Another field where homophobia has repeatedly been a problem is among the police. Labris has therefore been working with the police department for two years and educates police officers, prosecutors and even judges about discrimination against LGBT-persons.
“The police are not always aware of their contribution to discrimination, which is why education is so important,” she said and adds that hate crimes are mainly committed by teenagers.
Most economic support for Labris comes from abroad, the organization must also look overseas to find public persons, celebrities and role models that are openly gay.
“We need a politician, an artist, or even a journalist who is openly gay. Someone! In Serbia there is no one and we have to invite people that are gay from the US for events and seminars. And since I´m straight I can’t take that role,” said Jovanka raising her arms in a defensive posture and smiles.
Although this year´s Pride parade might not have managed to attract the Serbian prime minister, the minister of Culture- and democracy of Sweden flew in and was seen dancing and carrying a rainbow flag. This, of course, could only be witnessed directly by the hundreds of activist that managed to join the parade and by the thousands of police officers deployed to protect them.
Holy water was poured on the street by the representatives of the Eastern Orthodox Church as they cleansed the street after the Pride parade. They blamed the LGBT-community for the natural disasters that have struck Serbia, while they swung a censer filled with smoking incense back and forth. The blockade had been lifted and once more could you walk along the main street and take the tram.
“I just wish they could have the parade outside of the city center where they wouldn´t bother anyone. Why do they have to rub their sexuality in everyone’s face and create such a fuss? You´re gay, so what? I just want to get around in my own city! As did everyone else in the tram I was in,” said Marijana when I met her in the afternoon.

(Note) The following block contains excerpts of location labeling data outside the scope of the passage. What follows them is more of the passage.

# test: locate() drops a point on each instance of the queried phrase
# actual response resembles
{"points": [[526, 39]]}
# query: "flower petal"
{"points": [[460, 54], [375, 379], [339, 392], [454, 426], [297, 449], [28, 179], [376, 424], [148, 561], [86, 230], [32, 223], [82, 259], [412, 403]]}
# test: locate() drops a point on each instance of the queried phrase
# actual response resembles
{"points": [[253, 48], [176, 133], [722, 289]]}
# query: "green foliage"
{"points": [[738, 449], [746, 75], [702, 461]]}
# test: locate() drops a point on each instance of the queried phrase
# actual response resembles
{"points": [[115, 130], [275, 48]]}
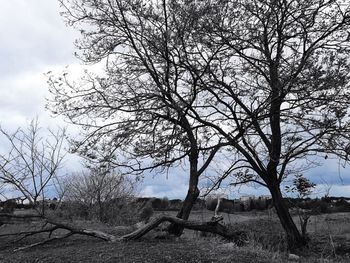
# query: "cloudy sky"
{"points": [[35, 40]]}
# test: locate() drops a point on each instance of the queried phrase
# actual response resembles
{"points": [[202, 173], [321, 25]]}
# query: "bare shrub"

So why create so much fuss?
Threats and attacks against LGBTI rights defenders and organizations, including the Gay-Straight Alliance, were not effectively investigated, and hate motive was seldom recognized, writes Amnesty International about Serbia in its yearly report from 2014/2015. The Belgrade Center for Human Rights comes to the same conclusion in their yearly report.
On the television in the background I watched as scenes from the parade were broadcast on the evening news. Huge flags were carried by people celebrating the opportunity to openly show their fellow countrymen- and women that they are proud of who they are, and who they love.
Then the scene shifted and once more I saw the members of the church, and the endless line of riot shields. I had to ask myself, could the Pride parade actually be counterproductive for the LGBT-community? Could it harm the public opinion towards LGBT-rights?
I asked Goran Miletic from the organizing Committee if he found it problematic that the public could not join or even witness the Pride parade.
“The situation is tricky. Of course we want observers, but having the threats in mind, we must find the right balance between security and visibility. Security is our number one priority. We made this compromise with the hope that we will be able to have more observers in the coming years and that such measures will not be needed in the future,” he said. He ended the email by letting me know that every year more and more people recognize that they do know someone in the LGBT-community.
Hopefully I won´t need it; but just in case I will bring binoculars next year. And lock picks.